“We can’t have change unless we all come together”: Sol Y Luna scrambles to get up to code following several complaints
TUCSON, Ariz. (KOLD News 13) - The University of Arizona started a new school year this week, welcoming its largest class ever.
However, hundreds of students are dealing with more than back-to-school jitters. Sol Y Luna residents are raising serious concerns about their living conditions.
The off-campus student housing complex has a troubled history. In March, the City of Tucson threatened to prosecute Sol Y Luna and its tenants responsible for throwing large objects off the rooftop into the Islamic Center of Tucson parking lot.
Now, management is scrambling to complete necessary repairs.
“The floor is completely soaked. It reeks, it smells horrible in here,” said Nathan DeStephane in a video shared with KOLD News 13. “There’s no bathroom door.”
DeStephane lives on the 14th floor of Luna. Water is seeping in the through his ceiling and walls, drenching the carpet.
Every floor seems to have problems, though.
“My son went downstairs to get his keys. [They had] no keys, no fobs for the elevator,” said Tracy Zimmerman. “We received an email from [management] stating some of the units did not have air conditioning.”
Zimmerman says her son had to stay in a hotel because the AC in his apartment wasn’t working. Temperatures peaked at 97°F. The doorknob to his room was put on backwards, trash was piled up in the hallways, and Zimmerman says there are several safety concerns.
“We had to do something,” she said. “It was a major health issue.”
So, Zimmerman created the “Sol Y Luna Parents Unite” Facebook group. In just four days, the group has grown to more than 400 members.
Tucson City Council Member Steve Kozachik says the situation is “unacceptable.”
“Our fire code people were in there again today,” said Kozachik. “If they find fire code life safety violations, they will mandate those get fixed within 24 to 48 hours. We are not going to shut the place down over quality-of-life issues, but we will shut the place down if it’s a life safety issue. That includes broken elevators and blocked accesses because people can’t get out during a fire.”
There have been some changes. Zimmerman says the hallways are now clear and her son’s apartment is down to 79°F.
Kozachik says the elevators are working again.
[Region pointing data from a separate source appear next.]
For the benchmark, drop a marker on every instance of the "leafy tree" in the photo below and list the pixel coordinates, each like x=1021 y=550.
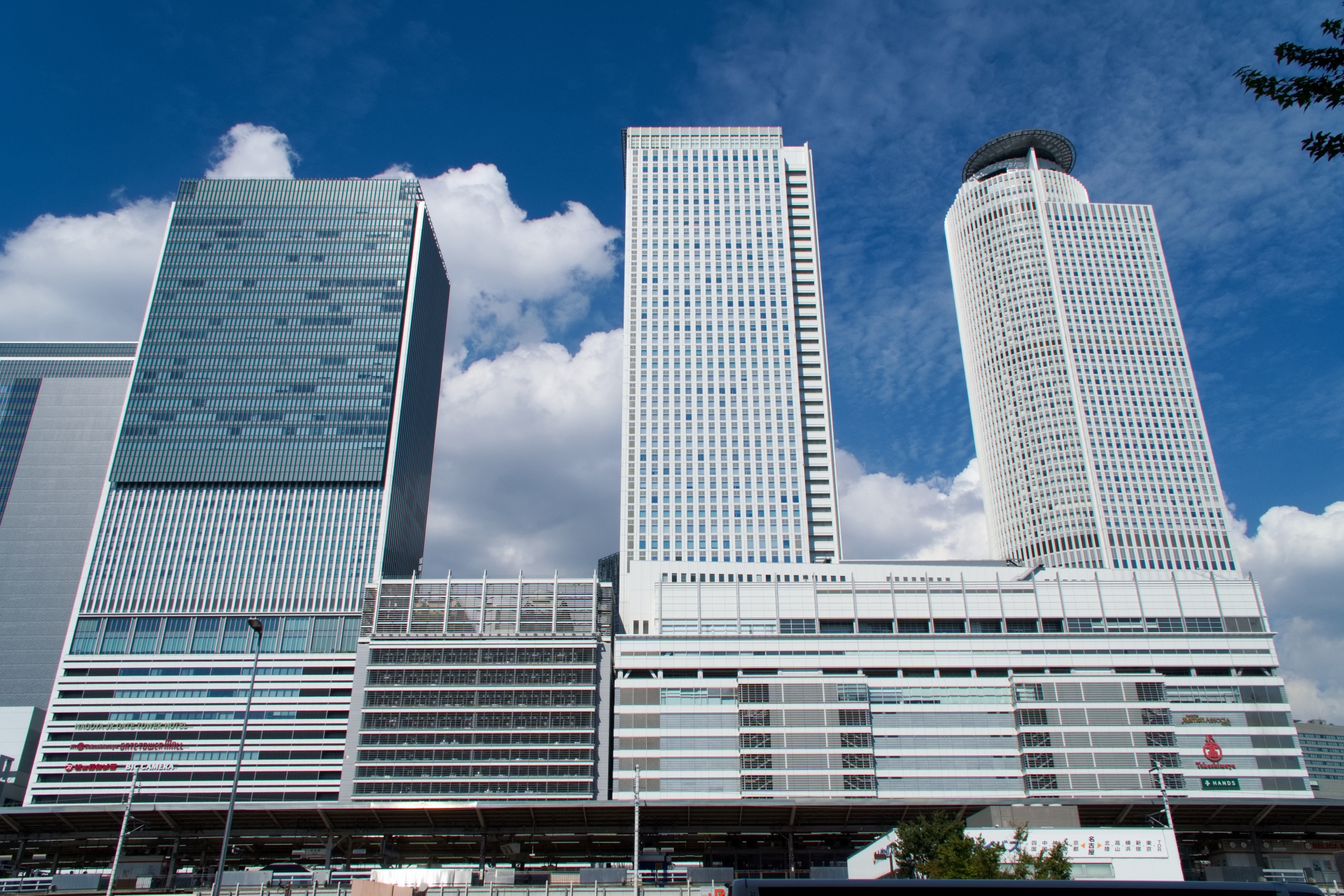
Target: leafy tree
x=918 y=840
x=1051 y=862
x=1303 y=90
x=937 y=846
x=965 y=859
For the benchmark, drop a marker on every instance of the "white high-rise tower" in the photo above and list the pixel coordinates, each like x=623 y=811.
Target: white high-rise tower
x=1089 y=430
x=726 y=438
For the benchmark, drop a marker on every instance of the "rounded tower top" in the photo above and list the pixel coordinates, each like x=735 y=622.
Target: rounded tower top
x=1049 y=146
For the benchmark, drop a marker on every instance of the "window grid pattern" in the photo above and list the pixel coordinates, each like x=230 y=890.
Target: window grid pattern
x=733 y=285
x=270 y=348
x=113 y=636
x=233 y=550
x=487 y=718
x=18 y=398
x=1084 y=405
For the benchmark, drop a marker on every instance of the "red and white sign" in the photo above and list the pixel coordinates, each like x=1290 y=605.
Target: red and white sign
x=1214 y=752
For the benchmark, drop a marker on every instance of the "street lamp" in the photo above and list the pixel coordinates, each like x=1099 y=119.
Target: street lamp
x=242 y=739
x=1161 y=785
x=125 y=820
x=636 y=830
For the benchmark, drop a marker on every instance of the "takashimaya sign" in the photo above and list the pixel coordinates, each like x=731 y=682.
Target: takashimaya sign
x=131 y=726
x=1214 y=752
x=1194 y=719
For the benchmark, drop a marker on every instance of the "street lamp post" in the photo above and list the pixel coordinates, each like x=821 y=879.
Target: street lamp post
x=125 y=820
x=636 y=869
x=238 y=764
x=1161 y=786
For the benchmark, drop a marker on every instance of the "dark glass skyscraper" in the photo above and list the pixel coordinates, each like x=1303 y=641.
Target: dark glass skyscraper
x=273 y=458
x=59 y=406
x=277 y=440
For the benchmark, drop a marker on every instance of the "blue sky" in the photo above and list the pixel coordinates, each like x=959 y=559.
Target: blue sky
x=109 y=102
x=106 y=106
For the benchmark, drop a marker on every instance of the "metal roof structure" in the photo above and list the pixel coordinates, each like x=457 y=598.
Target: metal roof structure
x=575 y=832
x=1015 y=146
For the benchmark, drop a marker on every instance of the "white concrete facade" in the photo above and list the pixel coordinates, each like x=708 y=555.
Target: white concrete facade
x=1092 y=441
x=1117 y=853
x=727 y=441
x=948 y=681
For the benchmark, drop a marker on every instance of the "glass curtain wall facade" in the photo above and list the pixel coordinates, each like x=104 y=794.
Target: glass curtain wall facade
x=482 y=690
x=59 y=407
x=274 y=457
x=727 y=440
x=1086 y=415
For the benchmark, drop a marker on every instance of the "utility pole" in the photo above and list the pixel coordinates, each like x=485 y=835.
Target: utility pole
x=636 y=868
x=1161 y=786
x=238 y=766
x=125 y=820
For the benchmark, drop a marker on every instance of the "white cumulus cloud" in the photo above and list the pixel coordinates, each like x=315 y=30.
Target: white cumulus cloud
x=88 y=277
x=1298 y=561
x=889 y=517
x=253 y=150
x=81 y=277
x=527 y=461
x=515 y=280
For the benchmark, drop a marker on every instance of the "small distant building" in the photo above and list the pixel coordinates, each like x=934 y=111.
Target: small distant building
x=1323 y=751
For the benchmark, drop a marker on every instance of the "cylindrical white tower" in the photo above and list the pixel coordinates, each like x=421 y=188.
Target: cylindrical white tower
x=1088 y=428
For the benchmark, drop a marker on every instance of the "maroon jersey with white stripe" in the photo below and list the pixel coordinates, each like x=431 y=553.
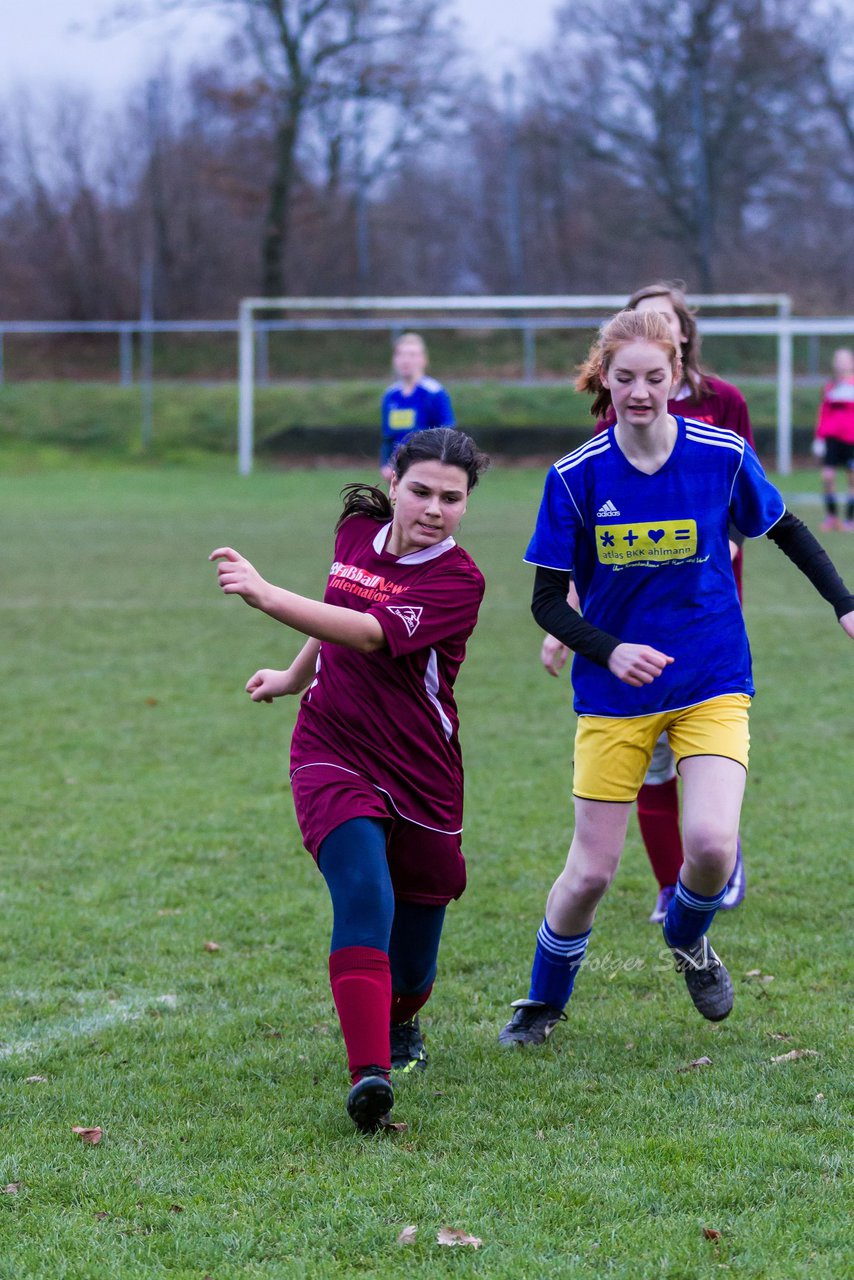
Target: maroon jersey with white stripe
x=389 y=716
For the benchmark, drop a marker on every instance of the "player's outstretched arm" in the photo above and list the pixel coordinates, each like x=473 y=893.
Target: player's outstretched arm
x=268 y=684
x=237 y=576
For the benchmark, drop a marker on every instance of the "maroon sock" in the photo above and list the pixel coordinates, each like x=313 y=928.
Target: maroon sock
x=361 y=987
x=407 y=1006
x=658 y=821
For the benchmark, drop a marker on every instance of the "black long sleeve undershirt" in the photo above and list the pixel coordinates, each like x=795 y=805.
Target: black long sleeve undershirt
x=560 y=620
x=803 y=549
x=566 y=624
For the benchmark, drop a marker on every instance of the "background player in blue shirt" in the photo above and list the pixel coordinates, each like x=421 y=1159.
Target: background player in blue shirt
x=414 y=402
x=640 y=515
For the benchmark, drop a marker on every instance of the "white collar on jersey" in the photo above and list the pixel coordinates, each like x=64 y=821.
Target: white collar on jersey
x=414 y=557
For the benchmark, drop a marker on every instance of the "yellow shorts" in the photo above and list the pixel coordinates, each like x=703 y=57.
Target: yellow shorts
x=612 y=754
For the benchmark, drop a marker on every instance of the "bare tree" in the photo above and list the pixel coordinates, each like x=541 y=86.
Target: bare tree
x=698 y=103
x=377 y=65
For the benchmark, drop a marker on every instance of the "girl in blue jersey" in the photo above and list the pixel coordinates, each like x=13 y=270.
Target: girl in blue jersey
x=640 y=515
x=414 y=402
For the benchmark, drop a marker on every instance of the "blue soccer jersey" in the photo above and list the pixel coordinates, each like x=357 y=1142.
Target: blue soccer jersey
x=651 y=560
x=428 y=405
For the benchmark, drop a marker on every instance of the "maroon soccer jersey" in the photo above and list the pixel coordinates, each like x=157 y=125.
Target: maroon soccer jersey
x=389 y=716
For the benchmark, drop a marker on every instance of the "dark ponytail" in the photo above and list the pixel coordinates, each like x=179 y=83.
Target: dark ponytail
x=364 y=499
x=437 y=444
x=441 y=444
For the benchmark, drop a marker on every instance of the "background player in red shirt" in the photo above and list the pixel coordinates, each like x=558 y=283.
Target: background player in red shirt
x=375 y=763
x=704 y=400
x=835 y=438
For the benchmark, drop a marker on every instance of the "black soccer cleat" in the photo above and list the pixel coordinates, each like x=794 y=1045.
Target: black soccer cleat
x=531 y=1023
x=707 y=979
x=370 y=1100
x=407 y=1047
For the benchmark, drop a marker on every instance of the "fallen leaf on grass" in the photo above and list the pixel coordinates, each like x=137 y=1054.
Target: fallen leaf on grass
x=793 y=1055
x=453 y=1235
x=394 y=1125
x=91 y=1136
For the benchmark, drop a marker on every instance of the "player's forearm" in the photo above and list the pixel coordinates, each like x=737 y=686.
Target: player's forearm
x=803 y=549
x=305 y=663
x=560 y=620
x=322 y=621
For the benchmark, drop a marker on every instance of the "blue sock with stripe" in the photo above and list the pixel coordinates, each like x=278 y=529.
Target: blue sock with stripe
x=689 y=915
x=556 y=963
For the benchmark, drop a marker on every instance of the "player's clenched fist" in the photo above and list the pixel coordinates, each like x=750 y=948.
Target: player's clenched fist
x=237 y=576
x=636 y=663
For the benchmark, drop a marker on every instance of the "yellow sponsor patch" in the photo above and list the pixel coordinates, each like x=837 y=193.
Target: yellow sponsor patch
x=658 y=542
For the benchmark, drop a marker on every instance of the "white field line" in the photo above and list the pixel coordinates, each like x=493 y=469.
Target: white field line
x=85 y=1024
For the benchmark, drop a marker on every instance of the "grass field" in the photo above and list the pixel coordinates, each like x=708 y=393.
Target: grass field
x=188 y=421
x=146 y=813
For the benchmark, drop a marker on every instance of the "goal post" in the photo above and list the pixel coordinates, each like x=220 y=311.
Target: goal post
x=389 y=314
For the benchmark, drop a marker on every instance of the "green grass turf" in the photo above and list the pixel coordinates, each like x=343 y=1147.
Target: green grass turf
x=146 y=812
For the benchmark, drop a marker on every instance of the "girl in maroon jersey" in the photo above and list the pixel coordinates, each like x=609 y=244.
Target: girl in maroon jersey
x=375 y=763
x=703 y=398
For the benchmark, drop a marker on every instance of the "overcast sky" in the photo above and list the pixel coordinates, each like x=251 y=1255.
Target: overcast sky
x=53 y=41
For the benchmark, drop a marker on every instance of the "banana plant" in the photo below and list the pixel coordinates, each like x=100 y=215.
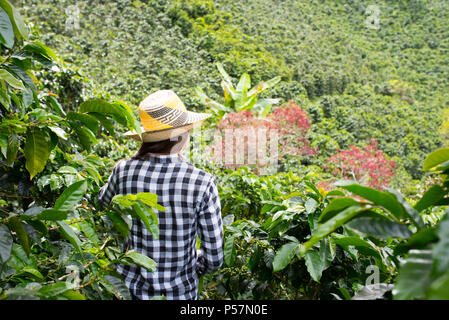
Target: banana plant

A smashed window in the Luna lobby has also been replaced.
“People have rights,” said Kozachik. “They have a right to know their children are secure, that they have lights that work, they aren’t dealing with mold, or tripping over trash in the halls. Nelson Properties needs to fix the quality-of-life issues out of respect for their own tenants. These guys are just high rent slumlords and the place is a high rent dive. They need to fix that before they leave town.”
Zimmerman says many students are anxious about the status of Sol Y Luna.
“We have been told by the [University of Arizona] that there is no housing for these kids,” she said. “So, if they get kicked out, there is no place for them to go. That was never our intention. We can’t have change unless we all come together.”
Rent has gone up. Andrea Leib says her son was paying $800 a month for a Luna apartment three years ago. Now, he is paying $1,225 a month.
KOLD News 13 reached out to Nelson Partners Property Management, which owns Sol Y Luna. A spokesperson claims they are “on track to complete repairs on all of the violations.”
We will continue to follow developments.